Let’s be clear: Today is not Pentecost Sunday. Pentecost is celebrated approximately 50 days after Easter, which this year was on May 20th. But we are so used to hearing certain bible stories on certain days that we stop expecting to hear anything new from them. If I preached about Easter in January or re-told the Christmas story some Sunday in July, you might think about those wonderful events in a fresh way.
So what happens if we hear about Pentecost on September 9th? Well, a typical Pentecost sermon always stresses these points: 1) The disciples were still grieving the death of Jesus and laying low in Jerusalem when they were touched by fire and blown out into the crowded city streets. 2) Once there, they miraculously began to speak in the languages of the foreigners gathered in the city for the Pentecost harvest festival. 3) This wonder fulfilled a promise made by the resurrected Christ that the Holy Spirit would come down from on high, and the Christian church was born that day—with over 3000 people accepting the good news of Jesus Christ. Every Pentecost Sunday for 30 years now I’ve re-told that story roughly in that way. Today let’s walk a different path—or, in light of the video I showed earlier, let’s dance a different path this not-Pentecost Sunday.
Matt Harding, the young man featured in the earlier video, grew up in Connecticut and stumbled into a career as a videogame designer. But he wasn’t happy. He felt stuck in a routine. When two colleagues announced they were moving to Australia and going to work remotely from there, Matt begged them to take him along. Life in Brisbane, Australia was good, but Matt still wasn’t happy. Seeing so many Australians take off to explore the world, Matt decided to give that a try. While traveling in Vietnam, a friend said, “Hey, stand over there and do that silly dance you always do.” Out of that random moment came an early viral video that has now been seen by literally millions of people.

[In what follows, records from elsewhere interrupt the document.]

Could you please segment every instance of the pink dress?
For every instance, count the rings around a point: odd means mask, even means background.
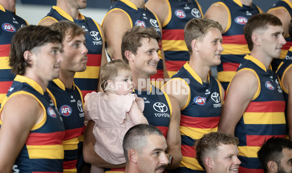
[[[107,162],[120,164],[126,162],[122,147],[124,136],[135,125],[128,112],[135,101],[143,111],[144,101],[136,94],[120,95],[111,100],[103,97],[104,94],[92,92],[85,98],[88,115],[95,122],[93,132],[97,142],[94,150]]]

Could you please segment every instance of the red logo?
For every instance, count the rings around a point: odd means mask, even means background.
[[[15,32],[16,31],[16,29],[15,29],[15,27],[14,27],[11,24],[8,23],[5,23],[2,24],[2,29],[4,30],[10,32]]]
[[[237,24],[246,24],[247,22],[248,19],[242,16],[238,16],[235,18],[234,21]]]
[[[200,96],[196,97],[195,99],[194,99],[194,101],[195,103],[200,106],[203,106],[206,104],[206,98],[202,97]]]
[[[137,26],[141,26],[142,28],[146,28],[146,24],[145,23],[145,22],[144,22],[144,21],[138,20],[136,21],[135,23],[136,23],[136,25]]]
[[[179,18],[183,19],[187,17],[185,12],[182,10],[176,10],[175,13],[175,16]]]

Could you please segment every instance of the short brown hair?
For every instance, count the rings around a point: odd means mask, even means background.
[[[193,53],[192,42],[194,40],[201,42],[205,35],[212,28],[217,28],[221,34],[223,32],[221,24],[211,19],[195,18],[188,22],[185,27],[184,39],[190,54]]]
[[[208,153],[218,152],[218,147],[222,145],[237,145],[238,144],[238,139],[229,133],[213,131],[205,134],[202,138],[196,140],[195,143],[196,159],[199,164],[205,169],[204,160]]]
[[[137,53],[138,47],[141,47],[141,40],[142,38],[154,39],[159,43],[160,36],[153,28],[143,28],[139,26],[135,26],[125,32],[122,38],[121,50],[123,60],[127,64],[129,61],[125,56],[125,52],[130,50],[135,55]]]
[[[15,74],[24,74],[26,67],[30,66],[23,57],[25,51],[47,43],[61,43],[62,40],[62,34],[48,26],[29,25],[19,30],[11,40],[9,55],[11,71]]]
[[[78,24],[67,21],[55,22],[52,24],[50,27],[53,31],[57,31],[62,33],[64,39],[65,39],[65,36],[68,34],[70,36],[70,41],[77,36],[81,34],[85,35],[86,33],[85,31]]]
[[[243,33],[250,51],[253,48],[252,36],[257,29],[267,29],[269,25],[282,26],[281,20],[276,16],[269,13],[256,14],[252,17],[243,27]]]
[[[121,70],[132,71],[130,66],[122,60],[112,61],[101,67],[99,80],[101,81],[100,88],[102,91],[104,91],[107,85],[106,80],[110,78],[117,77],[118,72]]]

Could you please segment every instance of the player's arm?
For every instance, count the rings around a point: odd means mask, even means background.
[[[100,26],[99,24],[98,26],[99,26],[99,28],[100,28],[100,35],[101,35],[101,37],[102,38],[102,52],[101,52],[101,61],[100,62],[99,73],[98,73],[98,79],[100,79],[99,78],[99,76],[100,76],[100,69],[101,68],[101,67],[103,66],[103,65],[107,63],[107,58],[106,58],[106,55],[105,54],[105,36],[104,36],[103,31],[101,28],[101,26]],[[101,83],[101,81],[100,80],[98,80],[98,84],[97,85],[97,92],[101,91],[101,89],[100,87]]]
[[[222,25],[225,32],[228,23],[228,12],[226,8],[221,4],[213,4],[205,13],[204,18],[216,21]]]
[[[174,97],[178,102],[179,110],[181,110],[189,102],[190,87],[183,80],[172,79],[162,86],[161,90]]]
[[[169,11],[168,5],[165,0],[149,0],[145,6],[157,16],[161,24],[163,24],[165,22],[168,16]]]
[[[280,19],[283,24],[282,27],[284,29],[283,36],[284,38],[286,38],[289,34],[289,24],[290,24],[290,20],[291,20],[289,13],[284,8],[277,8],[271,11],[269,10],[268,13],[272,14]]]
[[[166,135],[168,152],[172,155],[174,160],[168,169],[177,168],[179,166],[182,158],[180,147],[181,139],[179,131],[180,123],[180,111],[176,99],[171,95],[169,96],[172,108],[172,114],[170,118],[169,127]]]
[[[288,102],[287,108],[287,124],[289,130],[289,139],[292,140],[292,68],[290,67],[286,72],[283,79],[283,86],[288,91]],[[290,90],[290,88],[291,89]]]
[[[94,145],[97,140],[92,133],[94,125],[95,122],[93,121],[89,121],[84,131],[83,151],[83,158],[85,162],[102,168],[117,168],[125,167],[126,166],[125,164],[113,165],[107,162],[95,152]]]
[[[57,21],[54,20],[52,18],[50,17],[48,17],[43,19],[39,22],[38,24],[38,25],[43,25],[43,26],[48,26],[52,24],[57,22]]]
[[[258,81],[252,71],[243,70],[235,74],[227,90],[218,131],[234,135],[235,126],[255,95],[258,86]]]
[[[0,170],[11,173],[16,158],[34,125],[44,112],[32,96],[19,94],[9,99],[1,113]]]
[[[124,32],[131,27],[128,16],[121,10],[112,11],[105,16],[102,29],[108,47],[111,47],[114,50],[115,60],[123,59],[121,52],[122,36]]]

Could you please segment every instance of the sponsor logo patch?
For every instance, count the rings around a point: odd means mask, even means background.
[[[236,17],[234,21],[237,24],[246,24],[247,22],[248,19],[242,16],[238,16]]]
[[[2,29],[8,32],[16,32],[16,29],[15,29],[15,27],[14,27],[14,26],[13,26],[11,24],[8,23],[3,23],[2,24]]]
[[[206,104],[206,98],[200,96],[196,97],[194,99],[194,101],[195,102],[195,103],[196,104],[200,106],[204,105]]]
[[[63,105],[60,108],[61,114],[64,116],[69,116],[72,113],[72,109],[68,105]]]
[[[183,19],[187,16],[185,12],[182,10],[176,10],[175,13],[175,16],[179,18]]]

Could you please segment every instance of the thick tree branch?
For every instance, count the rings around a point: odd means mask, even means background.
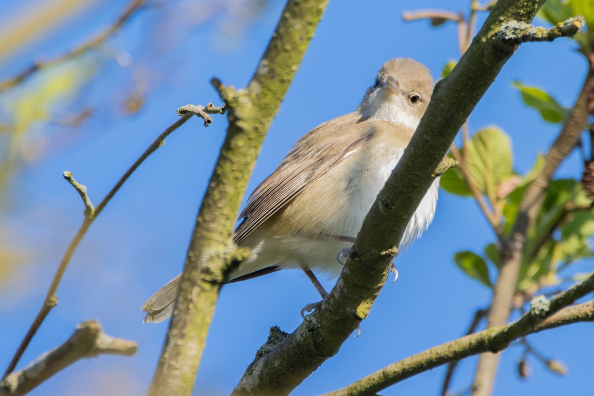
[[[220,285],[232,265],[232,235],[260,146],[327,0],[289,0],[248,88],[213,79],[229,125],[192,232],[173,318],[149,394],[189,395]]]
[[[516,293],[518,274],[524,255],[528,233],[534,224],[544,199],[545,189],[553,173],[571,153],[587,122],[587,103],[594,89],[594,69],[590,65],[582,91],[565,120],[558,136],[545,156],[540,173],[526,187],[520,204],[516,223],[506,243],[502,244],[501,265],[493,288],[487,327],[501,326],[507,321]],[[479,359],[473,385],[473,396],[491,393],[499,362],[499,355],[485,354]]]
[[[30,67],[17,75],[4,81],[0,81],[0,93],[6,92],[14,88],[40,69],[50,67],[61,62],[80,56],[87,51],[99,47],[107,41],[109,37],[116,33],[126,22],[129,20],[137,11],[141,9],[146,1],[147,0],[132,0],[112,26],[86,43],[53,59],[34,62]]]
[[[593,280],[594,277],[590,276],[589,284],[582,291],[586,293],[591,291],[594,285]],[[538,306],[533,307],[530,312],[513,323],[466,335],[428,349],[324,396],[374,396],[390,385],[447,363],[457,362],[482,352],[492,353],[503,350],[512,341],[528,334],[572,323],[594,321],[594,300],[559,309],[560,306],[567,301],[574,301],[579,298],[576,296],[580,293],[574,294],[574,291],[573,289],[570,289],[567,294],[560,296],[556,302],[554,303],[556,299],[546,302],[549,303],[545,303],[544,308],[542,300],[537,302]]]
[[[100,354],[132,356],[136,348],[135,342],[106,334],[99,322],[83,322],[64,344],[5,378],[0,384],[0,396],[24,395],[77,360]]]
[[[154,153],[157,148],[163,145],[165,141],[165,138],[169,135],[172,132],[177,129],[178,128],[181,126],[186,121],[189,120],[192,118],[192,114],[188,113],[184,115],[179,118],[177,121],[172,124],[169,128],[165,129],[159,137],[148,146],[148,147],[144,151],[144,152],[140,156],[140,157],[136,160],[135,162],[132,164],[132,166],[126,171],[124,175],[120,178],[118,182],[116,183],[115,185],[110,190],[109,192],[108,193],[107,195],[99,202],[99,204],[94,208],[92,212],[92,215],[87,215],[87,210],[85,211],[85,218],[83,221],[83,224],[81,224],[80,227],[78,230],[77,231],[76,234],[74,237],[70,241],[70,243],[68,245],[68,247],[66,249],[66,252],[64,253],[64,255],[62,257],[62,260],[60,261],[60,265],[58,267],[58,270],[56,271],[56,274],[53,275],[53,279],[52,280],[52,283],[49,286],[49,289],[48,290],[48,293],[46,294],[45,300],[43,300],[43,303],[42,305],[41,308],[39,309],[39,312],[37,312],[37,316],[33,320],[33,322],[31,324],[31,327],[29,330],[27,331],[27,334],[25,334],[25,337],[23,338],[23,341],[21,341],[21,344],[18,346],[18,348],[17,349],[17,351],[15,352],[14,356],[12,357],[10,363],[8,365],[8,367],[7,368],[6,371],[4,373],[3,378],[6,377],[8,374],[12,372],[15,368],[17,366],[17,364],[21,359],[21,356],[23,356],[23,353],[24,353],[25,350],[27,349],[27,346],[29,346],[29,343],[33,339],[33,336],[37,332],[37,331],[39,329],[39,327],[41,326],[41,324],[45,319],[46,316],[49,313],[49,312],[52,309],[58,305],[58,297],[56,296],[56,291],[58,290],[58,287],[60,284],[60,282],[62,280],[62,277],[64,274],[64,272],[66,271],[66,268],[70,262],[70,260],[72,259],[72,255],[74,254],[74,252],[76,251],[77,248],[78,247],[78,245],[80,243],[80,241],[82,240],[83,237],[86,234],[87,231],[89,228],[94,221],[95,219],[99,216],[103,210],[105,208],[105,206],[111,200],[115,195],[115,193],[120,189],[120,188],[124,185],[124,183],[132,175],[136,169],[140,166],[140,164],[144,161],[148,156]],[[68,172],[69,173],[69,172]],[[69,173],[70,177],[72,176],[72,174]],[[72,184],[72,182],[71,181],[67,178],[68,182],[71,184]],[[74,180],[74,178],[72,178]],[[77,188],[75,186],[75,188],[77,189],[79,194],[82,192],[82,188],[80,187],[81,185],[77,185],[79,186]],[[86,190],[86,189],[85,189]],[[85,196],[86,195],[86,192],[83,194],[81,196],[83,199],[83,201],[86,199]],[[86,197],[88,198],[88,196]],[[89,199],[89,202],[90,199]],[[86,205],[87,204],[86,204]]]
[[[529,23],[544,0],[499,0],[431,103],[402,160],[378,195],[336,286],[320,308],[269,353],[255,360],[234,395],[287,394],[333,356],[369,314],[387,277],[398,241],[457,131],[519,41],[498,32],[511,21]]]

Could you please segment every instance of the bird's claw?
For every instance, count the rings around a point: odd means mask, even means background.
[[[344,265],[346,264],[346,259],[349,257],[349,255],[350,254],[350,248],[346,248],[340,251],[338,255],[336,256],[336,259],[338,260],[339,264]],[[343,260],[345,260],[343,261]]]
[[[320,306],[321,305],[322,305],[321,301],[318,301],[317,303],[312,303],[311,304],[308,304],[307,305],[306,305],[303,308],[303,309],[301,310],[301,317],[303,318],[304,319],[305,319],[305,316],[306,316],[305,313],[307,312],[313,312],[314,310],[319,308]],[[308,315],[309,315],[309,313],[308,313]]]
[[[394,273],[394,280],[392,281],[392,283],[394,283],[398,279],[398,268],[396,268],[393,262],[392,266],[390,267],[390,272]]]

It is fun to see this guy do a goofy dance in exotic places around the world—in India, Ireland and Zanzibar. But the real power of the video comes when Matt gets people to dance with him—when people from all over the world come together to dance with him. Suddenly Matt’s story goes from being about one individual to being about the entire world.
Now back to Pentecost. Every time we tell the bible story found in Acts 2, someone has to read off the string of 15 nations in verses 9-11. Almost all of the places are totally foreign to us here in America and most of them are hard to pronounce. But the list is far from random. Remember that Jesus Christ lived during the time of the Roman Empire, when the emperor’s power stretched all around the Mediterranean Sea including to the land of Judea. The old saying was quite true: All roads lead to Rome.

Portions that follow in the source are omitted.